Is your PhD in coronavirus from WhatsApp University?

What you need to know:

  • As the Covid-19 continues to subdue the world, we are keep discussing and sharing our thoughts about it, a lot of the times on WhattsApp.
  • Even the World Health Organization (WHO) set up a WhatsApp number to share news and information about the pandemic.
  • But there is a dark side to the app’s ease of sharing pictures, documents, text, and video.
  • The app has been flagged for its use to promote misinformation and hate.

As we are all cooped up in houses, observing self-quarantine, isolation, social distancing or curfews, we have phones in our hands and are quickly digesting news and developments from across the world and from remote villages in Kenya for the latest on coronavirus.

We are also sharing news and our findings, mainly on WhatsApp, the most popular messaging platform in the world with over two billion users.

There is a dark side to the app’s ease of sharing pictures, documents, text, and video. Anything can be uploaded on WhatsApp from quickly-taken photos of confidential documents to clips of violence without proper context or verification.

There are also doctored documents, and old clips that get re-shared with new claims.

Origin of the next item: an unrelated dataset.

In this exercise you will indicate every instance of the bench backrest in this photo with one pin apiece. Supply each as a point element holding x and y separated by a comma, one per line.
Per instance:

An example was the alleged, and since disproven, video of Kobe Bryant’s doomed helicopter that was one of another tragic crash of a medical helicopter in the UAE, two years earlier.

The app has been flagged for its use to promote misinformation and hate, mainly around election time, in Nigeria, South Africa and Kenya. In 2019, in response to outbreaks of violence in India, spurred by WhatsApp messages, all users of the platform were limited to sharing a message to five recipients at a time.

With the coronavirus pandemic, the World Health Organization (WHO) set up a WhatsApp number to share news and information about the pandemic. The Government of Kenya whose officials, including the Health Cabinet Secretary have lamented about the spread of misinformation on social media is also launching one WhatsApp tool through the Ministry of Health.

Fact-checking site Africa Check now has a WhatsApp line where people can forward them messages they see on WhatsApp and the organisation will check whether a claim is true or false and share it back. The user can then forward this verified response to the original “sender” of the “forward” or post it the group where it appeared. These efforts have not stopped forwards with claims about secret Covid-19 cures like tea, anti-malaria tablets and garlic that keep recurring in family and neighbourhood WhatsApp groups, but hopefully, they will reduce over time.

CONCERNS

A recent article in The Wilson Quarterly points to concerns that some of the features that make WhatsApp so attractive, such as exposing users’ phone numbers to group members, may also violate clauses of Europe’s General Data Protection Regulation (GDPR) laws. Kenya and several African countries have also modelled data protection laws, some of which mimic GDPR.  It adds that, once Covid-19 passes, Europe may turn its attention to regulating WhatsApp and cites some companies that now forbid their employees from using WhatsApp on any company-provided devices.

The possibilities of WhatsApp for business are mixed: According to Nendo’s new Digital Trends 2020 report, the number of WhatsApp users in Kenya is estimated at about 13 million with 3 million downloads in 2019. Nendo’s Mark Kaigwa, adds that “WhatsApp for Business” that was recently launched, enabling companies to build chat-based experiences on top of WhatsApp, has led to some interesting new tools such as Leo by UBA Bank, Julie by Jubilee Insurance and Zuri by Safaricom.

Small businesses now use WhatsApp as a useful tool for marketing, to take customers’ orders, arrange deliveries and other customer services. When WhatsApp payments which are currently being tested in India. Is rolled out widely, that may shake up more banking, remittance and payments industries.